Gel gör ki herkeste dehşetli bir deprem sarsıntısı oluşturması gereken bu fotoğraflar bile insanların çoğunun yüreğinde bir kıpırtı bile oluşturmuyor, bu olayı sözün bittiği yer olarak görmesine vesile olmuyor.

Acının yüreğimizi yakması için ille de evimize uğraması mı gerekiyor? Tüm insanlar insanlık yönünden bir iken, değil sahillerimize vuran, sınır komşumuzda katledilen çocuklar, dünyanın bize en uzak kesiminde, hiç tanımadığımız mazlumlar acıları bizden farklı mı yaşarlar?

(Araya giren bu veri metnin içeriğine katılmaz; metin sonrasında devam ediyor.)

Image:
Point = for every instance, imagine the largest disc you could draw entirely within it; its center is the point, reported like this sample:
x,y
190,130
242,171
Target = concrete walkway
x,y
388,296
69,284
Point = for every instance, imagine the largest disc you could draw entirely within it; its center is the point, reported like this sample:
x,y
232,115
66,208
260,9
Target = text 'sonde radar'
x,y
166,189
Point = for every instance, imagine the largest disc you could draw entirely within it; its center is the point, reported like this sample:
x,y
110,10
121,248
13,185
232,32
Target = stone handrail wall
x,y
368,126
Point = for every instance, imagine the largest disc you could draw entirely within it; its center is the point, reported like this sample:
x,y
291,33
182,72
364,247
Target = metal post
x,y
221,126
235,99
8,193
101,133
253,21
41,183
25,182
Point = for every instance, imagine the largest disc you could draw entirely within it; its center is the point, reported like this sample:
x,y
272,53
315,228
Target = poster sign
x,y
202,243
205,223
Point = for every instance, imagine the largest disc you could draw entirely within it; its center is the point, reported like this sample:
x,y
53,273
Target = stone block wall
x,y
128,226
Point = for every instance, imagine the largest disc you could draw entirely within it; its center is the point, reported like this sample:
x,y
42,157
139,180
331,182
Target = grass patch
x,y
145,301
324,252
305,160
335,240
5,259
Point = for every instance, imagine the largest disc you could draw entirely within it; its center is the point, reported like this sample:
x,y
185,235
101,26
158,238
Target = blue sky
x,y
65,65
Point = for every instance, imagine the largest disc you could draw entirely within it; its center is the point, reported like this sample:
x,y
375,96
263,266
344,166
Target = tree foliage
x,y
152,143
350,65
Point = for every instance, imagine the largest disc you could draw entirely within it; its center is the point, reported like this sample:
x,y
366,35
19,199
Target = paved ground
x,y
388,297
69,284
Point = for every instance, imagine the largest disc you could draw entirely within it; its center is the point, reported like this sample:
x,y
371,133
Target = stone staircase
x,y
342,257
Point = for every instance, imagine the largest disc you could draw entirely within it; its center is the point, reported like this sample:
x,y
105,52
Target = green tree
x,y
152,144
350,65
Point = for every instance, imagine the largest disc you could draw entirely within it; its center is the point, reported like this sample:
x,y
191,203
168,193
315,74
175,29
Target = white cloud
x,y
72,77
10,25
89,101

O çocuklar ve aileleri bir zamanlar tıpkı bizim durumumuzda değiller miydiler? Bir gün birileri bizim kapımıza dayanıp canlarımızı, kızlarımızı ve kadınlarımızı, çocuklarımızı almaya başlayınca mı aklımız başımıza gelecek?

Bir İnsanın Öldürülmesi Tüm İnsanlığın Öldürülmesi İse

5.Maide Suresi 32. ayette Yüce Allah haksız yere bir insanı öldüren, tüm insanlığı öldürmüş gibidir, kimde ona hayat verirse tüm insanlığa hayat vermiş gibidir buyuruyor.

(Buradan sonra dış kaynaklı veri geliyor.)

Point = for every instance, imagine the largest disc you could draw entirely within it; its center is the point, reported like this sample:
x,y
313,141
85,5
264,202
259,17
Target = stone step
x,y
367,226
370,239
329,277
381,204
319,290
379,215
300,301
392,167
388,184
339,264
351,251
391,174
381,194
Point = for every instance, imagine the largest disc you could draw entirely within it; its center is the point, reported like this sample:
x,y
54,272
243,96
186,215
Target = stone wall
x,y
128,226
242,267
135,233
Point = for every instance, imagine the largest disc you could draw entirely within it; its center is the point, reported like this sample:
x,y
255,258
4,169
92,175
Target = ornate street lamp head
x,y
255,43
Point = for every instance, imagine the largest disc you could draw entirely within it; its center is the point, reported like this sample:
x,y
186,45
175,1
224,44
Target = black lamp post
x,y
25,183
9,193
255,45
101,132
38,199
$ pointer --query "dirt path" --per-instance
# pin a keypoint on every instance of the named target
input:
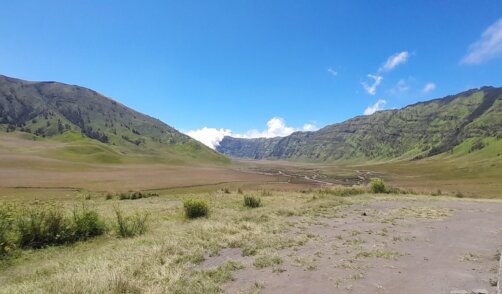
(387, 247)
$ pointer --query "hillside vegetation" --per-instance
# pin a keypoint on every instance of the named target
(94, 127)
(467, 120)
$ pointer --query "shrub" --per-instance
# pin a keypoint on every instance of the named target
(8, 238)
(87, 223)
(49, 225)
(136, 195)
(251, 201)
(132, 225)
(195, 208)
(343, 191)
(377, 186)
(266, 193)
(43, 226)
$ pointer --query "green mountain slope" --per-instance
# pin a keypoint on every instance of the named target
(417, 131)
(95, 126)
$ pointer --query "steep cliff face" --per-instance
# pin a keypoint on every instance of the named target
(51, 109)
(416, 131)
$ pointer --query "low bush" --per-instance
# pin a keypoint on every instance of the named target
(251, 201)
(130, 225)
(343, 191)
(266, 193)
(87, 223)
(377, 186)
(136, 195)
(195, 208)
(8, 238)
(45, 225)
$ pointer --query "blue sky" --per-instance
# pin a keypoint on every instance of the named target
(233, 66)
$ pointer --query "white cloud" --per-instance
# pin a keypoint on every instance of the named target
(429, 87)
(379, 105)
(210, 137)
(371, 89)
(310, 127)
(332, 72)
(276, 127)
(489, 46)
(391, 63)
(395, 60)
(400, 89)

Elbette sahile vuran çocuk cesedi, tüm insanlığını öldürülmesi ile eş anlamlı bir kare. Ama keşke sadece sahile vuran bir çocuk bedeninden ibaret olsaydı yaşanan bu acılar.

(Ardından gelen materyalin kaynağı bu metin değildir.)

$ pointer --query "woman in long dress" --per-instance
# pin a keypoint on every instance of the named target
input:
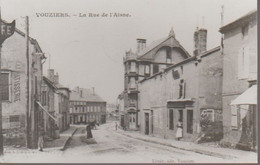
(179, 130)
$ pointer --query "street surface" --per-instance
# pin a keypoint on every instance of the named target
(113, 147)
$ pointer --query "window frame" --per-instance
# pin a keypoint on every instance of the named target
(9, 85)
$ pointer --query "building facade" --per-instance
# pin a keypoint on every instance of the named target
(86, 106)
(239, 75)
(188, 91)
(147, 61)
(55, 100)
(20, 119)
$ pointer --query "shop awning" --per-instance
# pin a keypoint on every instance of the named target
(46, 110)
(247, 98)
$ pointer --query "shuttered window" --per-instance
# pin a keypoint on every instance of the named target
(4, 82)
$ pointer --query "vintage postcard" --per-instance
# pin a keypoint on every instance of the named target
(133, 81)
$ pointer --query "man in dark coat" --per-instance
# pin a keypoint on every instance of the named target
(89, 133)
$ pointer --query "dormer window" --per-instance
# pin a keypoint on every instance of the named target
(245, 30)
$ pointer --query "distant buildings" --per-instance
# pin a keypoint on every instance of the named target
(213, 93)
(86, 106)
(239, 82)
(145, 63)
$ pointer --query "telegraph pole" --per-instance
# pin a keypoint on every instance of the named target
(28, 124)
(1, 117)
(6, 30)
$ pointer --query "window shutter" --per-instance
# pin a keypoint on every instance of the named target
(184, 89)
(246, 62)
(252, 63)
(234, 121)
(240, 64)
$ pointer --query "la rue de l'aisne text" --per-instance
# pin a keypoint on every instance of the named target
(115, 14)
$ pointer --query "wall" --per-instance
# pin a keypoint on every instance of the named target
(14, 61)
(233, 86)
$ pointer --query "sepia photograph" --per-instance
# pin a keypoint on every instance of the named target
(128, 81)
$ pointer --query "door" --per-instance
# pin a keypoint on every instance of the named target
(132, 120)
(180, 116)
(146, 123)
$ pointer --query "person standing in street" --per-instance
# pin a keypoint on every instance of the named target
(41, 139)
(179, 130)
(89, 133)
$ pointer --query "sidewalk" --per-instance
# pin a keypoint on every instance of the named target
(216, 151)
(62, 141)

Suriye’de binler, on binler katlediliyor, işkence ediliyor, çocuk ve kızlara dahi sistematik tecavüzler söz konusu, insanların hayatları karartılıyor. Bir insanın ölümü bütün insanlığın ölümü ise, binlerce, on binlerce insanın öldürülmesi neyin ölümü oluyor?

Elbette öncelikle haksız yere öldürenler ile onlara direk yada dolaylı destek verenler sorumludur bu katliamlardan ama, ya o onların hayatta kalması için çaba sarf etmeyen, yeryüzünde fesadı kaldırmak için üzerine düşeni yapmayanların sorumlulukları?

Bizler bu konuda hesabımızı verme hususunda rahat olabilir miyiz, zaman zaman muhasebe yapıyor muyuz bu sorunun?

Hangi Suçtan Dolayı Öldürüldü Diye Sorulduğunda Diri Diri Gömülen Kız Çocuğuna?

81.Tekvir Suresi 8 ve 9. ayetlerin meali böyle. Bu soru hesap günü intikamlarını almak için elbette ve mutlaka sorulacak mazlum kız yada erkek çocuklara ama, sadece onları katledenler mi (ve dahi tecavüz ve başka zulümler yapanlar mı) sorumlu tutulacak acaba?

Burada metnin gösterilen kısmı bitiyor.